Cela impose à la direction financière d’avoir une vue exhaustive des process et des systèmes : les langages comptable ou de gestion ont été unifiés pour faciliter les échanges et former les équipes. Nous avons créé un réseau social dédié au pôle finance : les équipes y partagent leurs process ou best practices et peuvent même s’y rencontrer. À terme, cet outil de knowledge management deviendra notre réseau social, à la frontière entre Wikipédia et Facebook.

Décideurs. Quels aspects de la fonction ont pris le plus de poids ces derniers temps ?
A. G. d’E.
Chacun des métiers a pris une tonalité internationale. Et l’importance des fonctions va varier selon l’actualité du moment. Pour la fiscalité par exemple, le développement des ventes en ligne crée de nouvelles problématiques. Le distributeur est un important collecteur de taxes et il est donc exposé à des enjeux qui se renouvellent sans cesse. Il n’y a pas de métier de la finance qui n’ait profondément évolué. Nous y répondons en promouvant la polyvalence, la formation continue, et l’envoi de nos collaborateurs à l’étranger.

Décideurs. Alors, DAF ou CFO ? Et quelles sont ses qualités essentielles ?
A. G. d’E.
Dans une grande entreprise, le DAF n’existe plus, ou en tout cas ne renvoie plus à la réalité. Nous sommes des CFO et le « A » d’administratif n’a plus lieu d’être. Il a été remplacé par les systèmes d’information, les process et le back office. Dans les business units, c’est de directeurs financiers dont nous avons besoin, des gens tournés vers l’entreprise, les clients et l’activité. Dans la consommation et la distribution, la tension est à court terme. Il faut être commerçant, rapide et très mobile intellectuellement. Le financier est au service des opérationnels pour les aider à exécuter leurs plans d’action.

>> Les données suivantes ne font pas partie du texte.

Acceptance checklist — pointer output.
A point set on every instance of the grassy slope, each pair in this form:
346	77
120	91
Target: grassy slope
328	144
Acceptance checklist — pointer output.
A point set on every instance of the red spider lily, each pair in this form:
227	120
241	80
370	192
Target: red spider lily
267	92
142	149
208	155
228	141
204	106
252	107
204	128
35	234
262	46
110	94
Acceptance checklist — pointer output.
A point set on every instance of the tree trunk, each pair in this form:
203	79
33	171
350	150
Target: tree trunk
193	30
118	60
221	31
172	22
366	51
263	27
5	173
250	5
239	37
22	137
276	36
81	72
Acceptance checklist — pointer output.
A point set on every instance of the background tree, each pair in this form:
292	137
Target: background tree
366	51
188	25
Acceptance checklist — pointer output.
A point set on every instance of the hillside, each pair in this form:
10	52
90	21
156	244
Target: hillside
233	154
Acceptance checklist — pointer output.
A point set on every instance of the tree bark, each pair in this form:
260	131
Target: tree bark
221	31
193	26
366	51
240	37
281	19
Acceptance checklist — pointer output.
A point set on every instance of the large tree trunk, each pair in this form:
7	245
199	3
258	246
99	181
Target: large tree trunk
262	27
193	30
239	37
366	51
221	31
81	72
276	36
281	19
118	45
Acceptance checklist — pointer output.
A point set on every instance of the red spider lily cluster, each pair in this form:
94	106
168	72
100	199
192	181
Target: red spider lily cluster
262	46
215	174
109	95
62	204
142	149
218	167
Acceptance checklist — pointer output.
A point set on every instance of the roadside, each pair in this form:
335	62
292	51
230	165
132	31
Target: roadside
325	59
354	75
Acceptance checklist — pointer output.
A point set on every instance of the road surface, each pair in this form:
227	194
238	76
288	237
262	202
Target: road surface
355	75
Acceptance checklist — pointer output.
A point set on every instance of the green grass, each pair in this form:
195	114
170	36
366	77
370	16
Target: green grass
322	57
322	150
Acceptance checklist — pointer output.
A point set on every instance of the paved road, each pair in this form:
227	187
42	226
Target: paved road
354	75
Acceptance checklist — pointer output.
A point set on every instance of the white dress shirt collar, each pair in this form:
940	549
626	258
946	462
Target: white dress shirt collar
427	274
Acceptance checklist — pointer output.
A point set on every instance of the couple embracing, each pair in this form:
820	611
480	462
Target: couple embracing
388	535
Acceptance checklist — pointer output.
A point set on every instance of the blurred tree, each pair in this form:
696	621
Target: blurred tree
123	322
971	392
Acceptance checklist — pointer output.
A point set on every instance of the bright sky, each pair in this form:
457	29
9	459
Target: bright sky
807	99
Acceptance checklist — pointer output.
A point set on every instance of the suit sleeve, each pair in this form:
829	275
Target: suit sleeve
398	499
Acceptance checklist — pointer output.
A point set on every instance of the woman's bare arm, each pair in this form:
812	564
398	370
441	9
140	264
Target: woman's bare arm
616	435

Sur un plan plus technique, j’insisterai sur l’importance qu’il y a aujourd’hui à bien maîtriser les enjeux de la comptabilité et de la consolidation. L’évolution des normes est à la fois rapide et complexe.

Décideurs. Quelle est votre vision du leadership ?
A. G. d’E.
Pour moi, le terme renvoie à plusieurs choses. En français, c’est d’abord le charisme. C’est l’autorité ensuite, dans le sens de gravitas, qui renvoie elle-même à la profondeur; c’est aussi savoir là où j’ai envie d’aller avec les gens. En anglais, le terme recouvre des notions différentes, il est agrégeant. C’est aussi une marque, un style personnel. En plus du charisme, il faut avoir de l’empathie, pouvoir déceler chez les autres leurs qualités et les motiver, les faire réagir.

Chez un jeune, ces qualités s’observent parfois dès le recrutement ou dans les premiers jours : on arrive à repérer ceux qui vont faire bouger les choses. Ils apportent simultanément la solution et le problème qu’ils n’ont pas hésité à s’approprier. Ils tirent aussi un petit peu la couverture à eux, et demandent des retours. Quelqu’un qui ne demande jamais de feedback n’a pas de leadership.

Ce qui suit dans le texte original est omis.